Monday, September 12, 2016

We have to Save the Union Hotel.



The Trial of the 20th Century was undoubtedly the Lindbergh kidnapping trial.
Some people might dispute that and argue for the O. J. Simpson trial, but I have it on good authority from someone who witnessed both trials that Simpson was amateur hour on that score.
H. Alan Painter covered the Lindbergh trial as a rookie reporter and lived long enough to watch the Simpson trial on television.
The difference, of course, was technology. The Lindbergh trial had radio, black and white movie newsreeels. The Simpson trial had television, helicopters hovering over the famous white Bronco on the freeway. But atmosphere is what makes a circus.
And the Lindbergh trial had the elephants and the dancing bears and the high wire acts. Reporters signaled their colleagues out the courtroom windows as deadline approached and had many other little methods of getting the word out.
The trial is Hunterdon County’s little contribution to American history. Lindbergh was America’s hero. The Lone Eagle, Lucky Lindy.

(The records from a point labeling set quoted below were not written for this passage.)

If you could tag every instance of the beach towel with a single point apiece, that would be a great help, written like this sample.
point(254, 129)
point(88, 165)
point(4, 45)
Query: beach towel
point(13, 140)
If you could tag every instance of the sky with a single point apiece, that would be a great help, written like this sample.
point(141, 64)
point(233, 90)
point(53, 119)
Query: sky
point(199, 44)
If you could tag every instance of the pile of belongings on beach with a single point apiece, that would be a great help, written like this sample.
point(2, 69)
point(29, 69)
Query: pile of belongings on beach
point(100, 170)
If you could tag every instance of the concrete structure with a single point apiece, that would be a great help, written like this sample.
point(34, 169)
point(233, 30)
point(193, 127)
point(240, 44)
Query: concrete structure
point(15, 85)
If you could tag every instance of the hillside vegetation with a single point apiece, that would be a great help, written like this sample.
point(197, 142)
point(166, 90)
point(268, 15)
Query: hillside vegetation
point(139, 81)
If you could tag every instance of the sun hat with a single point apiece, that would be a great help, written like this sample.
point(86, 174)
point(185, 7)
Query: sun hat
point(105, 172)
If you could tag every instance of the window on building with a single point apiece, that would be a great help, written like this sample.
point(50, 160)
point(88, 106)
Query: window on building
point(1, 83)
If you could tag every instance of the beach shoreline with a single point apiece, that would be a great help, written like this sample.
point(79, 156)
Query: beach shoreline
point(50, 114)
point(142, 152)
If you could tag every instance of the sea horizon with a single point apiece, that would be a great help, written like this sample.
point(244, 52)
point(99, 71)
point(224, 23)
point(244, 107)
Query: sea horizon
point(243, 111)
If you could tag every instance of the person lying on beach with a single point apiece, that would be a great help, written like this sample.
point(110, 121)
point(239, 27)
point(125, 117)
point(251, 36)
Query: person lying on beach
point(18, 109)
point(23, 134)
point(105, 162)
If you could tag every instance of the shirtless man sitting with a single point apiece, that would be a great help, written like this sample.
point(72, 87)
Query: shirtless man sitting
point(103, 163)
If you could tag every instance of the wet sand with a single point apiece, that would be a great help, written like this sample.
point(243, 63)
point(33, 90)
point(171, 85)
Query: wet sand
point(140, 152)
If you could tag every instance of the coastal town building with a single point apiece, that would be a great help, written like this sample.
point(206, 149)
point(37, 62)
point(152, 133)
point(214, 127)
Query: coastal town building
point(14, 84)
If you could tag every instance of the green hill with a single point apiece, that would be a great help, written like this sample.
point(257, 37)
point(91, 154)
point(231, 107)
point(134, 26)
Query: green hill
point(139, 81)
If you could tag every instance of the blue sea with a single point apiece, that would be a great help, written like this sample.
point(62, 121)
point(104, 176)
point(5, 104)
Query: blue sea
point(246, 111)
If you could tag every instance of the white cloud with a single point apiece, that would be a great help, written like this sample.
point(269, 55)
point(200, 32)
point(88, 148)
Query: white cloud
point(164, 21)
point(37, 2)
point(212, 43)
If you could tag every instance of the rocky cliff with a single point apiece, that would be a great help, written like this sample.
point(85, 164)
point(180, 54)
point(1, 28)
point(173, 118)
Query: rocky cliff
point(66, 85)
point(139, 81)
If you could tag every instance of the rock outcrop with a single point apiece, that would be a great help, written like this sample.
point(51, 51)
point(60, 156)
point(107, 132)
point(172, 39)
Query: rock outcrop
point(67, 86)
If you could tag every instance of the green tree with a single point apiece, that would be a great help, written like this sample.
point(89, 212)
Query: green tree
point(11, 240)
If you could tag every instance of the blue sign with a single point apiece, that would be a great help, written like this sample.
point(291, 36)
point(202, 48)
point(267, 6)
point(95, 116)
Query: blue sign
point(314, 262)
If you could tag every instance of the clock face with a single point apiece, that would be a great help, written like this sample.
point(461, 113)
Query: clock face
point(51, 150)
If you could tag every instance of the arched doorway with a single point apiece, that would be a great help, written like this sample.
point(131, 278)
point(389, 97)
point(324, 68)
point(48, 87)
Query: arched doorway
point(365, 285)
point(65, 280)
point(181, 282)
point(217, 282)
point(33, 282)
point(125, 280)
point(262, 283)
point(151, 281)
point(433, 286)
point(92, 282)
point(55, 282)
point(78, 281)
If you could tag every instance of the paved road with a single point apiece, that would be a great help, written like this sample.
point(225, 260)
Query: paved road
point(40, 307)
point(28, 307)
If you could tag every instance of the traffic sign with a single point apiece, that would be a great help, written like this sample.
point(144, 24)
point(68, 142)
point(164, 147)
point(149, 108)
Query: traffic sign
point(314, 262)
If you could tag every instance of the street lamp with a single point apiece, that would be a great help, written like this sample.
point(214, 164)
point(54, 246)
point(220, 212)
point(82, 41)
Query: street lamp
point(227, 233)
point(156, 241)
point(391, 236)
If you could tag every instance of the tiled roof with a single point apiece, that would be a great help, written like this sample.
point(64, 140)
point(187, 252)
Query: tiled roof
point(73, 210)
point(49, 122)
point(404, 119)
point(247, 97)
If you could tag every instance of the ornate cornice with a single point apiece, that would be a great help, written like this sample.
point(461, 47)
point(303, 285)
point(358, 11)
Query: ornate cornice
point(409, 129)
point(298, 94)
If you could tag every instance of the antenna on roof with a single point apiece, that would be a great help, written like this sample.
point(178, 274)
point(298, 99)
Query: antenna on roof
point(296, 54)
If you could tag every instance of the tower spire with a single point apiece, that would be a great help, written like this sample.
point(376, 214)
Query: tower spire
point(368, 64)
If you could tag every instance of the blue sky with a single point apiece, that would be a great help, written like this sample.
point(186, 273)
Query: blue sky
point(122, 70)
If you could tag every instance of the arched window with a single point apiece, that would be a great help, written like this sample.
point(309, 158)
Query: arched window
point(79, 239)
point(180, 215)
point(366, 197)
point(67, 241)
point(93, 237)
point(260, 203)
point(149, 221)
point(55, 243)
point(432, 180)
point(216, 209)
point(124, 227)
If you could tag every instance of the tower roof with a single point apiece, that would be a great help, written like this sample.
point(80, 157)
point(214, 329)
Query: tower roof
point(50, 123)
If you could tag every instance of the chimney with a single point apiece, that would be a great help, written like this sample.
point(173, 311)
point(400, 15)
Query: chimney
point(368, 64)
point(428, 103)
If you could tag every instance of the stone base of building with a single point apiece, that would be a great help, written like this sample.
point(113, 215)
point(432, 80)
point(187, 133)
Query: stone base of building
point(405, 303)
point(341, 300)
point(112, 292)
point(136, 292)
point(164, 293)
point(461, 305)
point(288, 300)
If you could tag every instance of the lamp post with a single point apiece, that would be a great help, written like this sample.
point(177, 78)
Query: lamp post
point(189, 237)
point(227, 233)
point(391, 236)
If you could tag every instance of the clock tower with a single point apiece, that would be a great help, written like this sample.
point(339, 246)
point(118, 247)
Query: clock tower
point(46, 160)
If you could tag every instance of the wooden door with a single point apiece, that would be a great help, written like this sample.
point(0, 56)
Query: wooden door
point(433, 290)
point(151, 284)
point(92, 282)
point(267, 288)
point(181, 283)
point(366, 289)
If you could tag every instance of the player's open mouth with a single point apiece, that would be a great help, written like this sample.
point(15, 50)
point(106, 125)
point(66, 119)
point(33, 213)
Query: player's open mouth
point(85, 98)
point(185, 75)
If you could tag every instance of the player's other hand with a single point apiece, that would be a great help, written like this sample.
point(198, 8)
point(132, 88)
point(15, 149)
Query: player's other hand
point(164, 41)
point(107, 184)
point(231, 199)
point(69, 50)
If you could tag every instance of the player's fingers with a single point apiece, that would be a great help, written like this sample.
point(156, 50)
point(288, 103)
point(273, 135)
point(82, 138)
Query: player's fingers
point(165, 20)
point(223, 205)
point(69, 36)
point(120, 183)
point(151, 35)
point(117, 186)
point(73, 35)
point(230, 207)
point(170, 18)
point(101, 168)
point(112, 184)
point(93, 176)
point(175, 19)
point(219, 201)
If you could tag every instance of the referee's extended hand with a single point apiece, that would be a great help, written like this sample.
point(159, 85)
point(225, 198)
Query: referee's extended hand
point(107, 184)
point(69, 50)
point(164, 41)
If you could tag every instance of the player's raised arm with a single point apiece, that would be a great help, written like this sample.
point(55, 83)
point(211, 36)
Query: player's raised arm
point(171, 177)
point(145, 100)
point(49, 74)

The man who personalized the fledgling world of aviation.
In an age where Elon Musk is testing rockets to send payloads to space for private clients and investing in self-driving cars, it may not occur to the younger folks among us that what Lindbergh did was really incredible. Several aviators had died trying to cross the Atlantic. Once Lindbergh proved it could be done transportation was forever changed.

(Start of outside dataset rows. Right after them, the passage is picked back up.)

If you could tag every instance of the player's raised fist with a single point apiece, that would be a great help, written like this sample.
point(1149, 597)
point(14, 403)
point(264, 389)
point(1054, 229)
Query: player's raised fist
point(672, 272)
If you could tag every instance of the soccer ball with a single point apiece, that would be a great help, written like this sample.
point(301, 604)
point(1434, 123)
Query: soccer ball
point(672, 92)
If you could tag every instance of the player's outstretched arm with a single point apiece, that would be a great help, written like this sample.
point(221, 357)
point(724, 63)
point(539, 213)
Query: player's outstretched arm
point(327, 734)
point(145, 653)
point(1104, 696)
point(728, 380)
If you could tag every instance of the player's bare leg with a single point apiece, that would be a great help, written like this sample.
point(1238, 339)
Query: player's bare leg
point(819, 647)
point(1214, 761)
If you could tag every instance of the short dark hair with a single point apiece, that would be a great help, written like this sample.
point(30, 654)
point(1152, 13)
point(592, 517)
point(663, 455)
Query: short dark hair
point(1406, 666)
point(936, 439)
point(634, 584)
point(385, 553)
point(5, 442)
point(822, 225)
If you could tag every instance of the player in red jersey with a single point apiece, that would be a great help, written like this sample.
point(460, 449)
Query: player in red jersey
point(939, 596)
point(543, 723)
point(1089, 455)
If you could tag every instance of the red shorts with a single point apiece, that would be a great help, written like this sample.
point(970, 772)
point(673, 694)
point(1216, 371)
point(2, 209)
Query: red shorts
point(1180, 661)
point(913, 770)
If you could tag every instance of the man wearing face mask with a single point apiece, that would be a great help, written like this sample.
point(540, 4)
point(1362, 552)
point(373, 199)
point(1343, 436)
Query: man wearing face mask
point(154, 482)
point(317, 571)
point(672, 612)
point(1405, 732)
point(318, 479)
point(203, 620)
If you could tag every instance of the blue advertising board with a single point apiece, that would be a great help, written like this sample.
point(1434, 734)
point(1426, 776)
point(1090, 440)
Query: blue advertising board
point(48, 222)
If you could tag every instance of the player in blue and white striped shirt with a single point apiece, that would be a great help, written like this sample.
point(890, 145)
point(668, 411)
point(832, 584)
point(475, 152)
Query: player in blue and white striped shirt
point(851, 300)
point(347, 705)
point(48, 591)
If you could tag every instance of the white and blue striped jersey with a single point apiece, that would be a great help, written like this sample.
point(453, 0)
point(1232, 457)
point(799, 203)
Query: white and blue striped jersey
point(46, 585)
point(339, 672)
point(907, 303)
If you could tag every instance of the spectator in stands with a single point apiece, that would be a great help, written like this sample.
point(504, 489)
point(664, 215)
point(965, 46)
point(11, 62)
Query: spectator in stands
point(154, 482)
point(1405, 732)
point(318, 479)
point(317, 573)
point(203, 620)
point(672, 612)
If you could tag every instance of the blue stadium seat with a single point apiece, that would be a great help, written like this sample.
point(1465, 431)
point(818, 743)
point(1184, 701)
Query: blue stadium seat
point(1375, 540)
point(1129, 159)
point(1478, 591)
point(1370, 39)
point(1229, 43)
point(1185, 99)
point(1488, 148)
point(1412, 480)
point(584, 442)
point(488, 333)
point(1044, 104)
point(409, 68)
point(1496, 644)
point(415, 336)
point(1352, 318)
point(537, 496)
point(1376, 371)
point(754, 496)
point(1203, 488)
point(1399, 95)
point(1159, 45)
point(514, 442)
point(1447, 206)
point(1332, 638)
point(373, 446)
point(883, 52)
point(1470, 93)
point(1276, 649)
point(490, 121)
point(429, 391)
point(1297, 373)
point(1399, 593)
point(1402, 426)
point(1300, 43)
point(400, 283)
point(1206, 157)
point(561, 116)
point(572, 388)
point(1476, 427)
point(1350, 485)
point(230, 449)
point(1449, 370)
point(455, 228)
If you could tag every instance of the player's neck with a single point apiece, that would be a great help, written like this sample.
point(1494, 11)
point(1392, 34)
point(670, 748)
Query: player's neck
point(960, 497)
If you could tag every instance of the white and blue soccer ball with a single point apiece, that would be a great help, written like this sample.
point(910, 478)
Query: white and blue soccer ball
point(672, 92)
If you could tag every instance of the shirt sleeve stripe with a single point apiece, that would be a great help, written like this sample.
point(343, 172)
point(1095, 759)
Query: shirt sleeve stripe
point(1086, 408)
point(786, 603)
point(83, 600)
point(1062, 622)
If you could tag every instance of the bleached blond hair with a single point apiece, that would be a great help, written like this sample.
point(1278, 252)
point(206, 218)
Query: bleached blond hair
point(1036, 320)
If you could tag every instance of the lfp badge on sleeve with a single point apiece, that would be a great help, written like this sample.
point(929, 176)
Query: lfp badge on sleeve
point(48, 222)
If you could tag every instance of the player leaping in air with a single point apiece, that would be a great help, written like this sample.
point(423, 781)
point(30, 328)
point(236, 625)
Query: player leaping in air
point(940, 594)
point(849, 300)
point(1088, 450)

In a very modern-seeming action, the Lindberghs chose to move to the secluded Sourland Mountains to avoid being stalked by photographers and the public decades before Fellini’s Paparazzo would lend his name to the phenomenon. There tragedy struck, forever placing Flemington in the public lexicon.
The courthouse, already an old building, was the scene of uncontrolled chaos. Rules about courtroom decorum by the press were in their infancy, as were kidnapping laws. Every prominent journalist of the day crowded into the second-floor courtoom and, when the day‘s proceedings were over, adjourned to the Union Hotel, a former stagecoach stop right across Main Street.
In 1935, reporters were probably even more hard-drinking than they are now. It was certainly more acceptable. Damon Runyon had quit drinking by that time, but not Dorothy Parker, Dorothy Killgallen, Walter Winchell and H. L. Mencken. The Union Hotel was where they drank, and talked, and wrote their stories. The echoes of their typewriters still resonate through the hallways and their banter still lingers in the bar.
The courthouse was carefully restored years ago.  The hotel allowed to deteriorate.
There have been attempts to save the hotel. Now, apparently, the borough has given up. Experts in historic preservation say the hotel is salvageable. It is a matter of will.
Without the Union Hotel, the courthouse would still be the courthouse, but its historic significance would be lessened. The two buildings need to be preserved as a unit. They both played a role in Hunterdon County’s most important historic event. They must be kept together.
 Flemington has many historic buildings that have been carefully restored. Like those below.






The hotel is bigger than most, but that is a challenge, not a deterrent. Allowing the hotel to be demolished would be a tragedy for the courthouse, the borough, the county and anyone who care about history.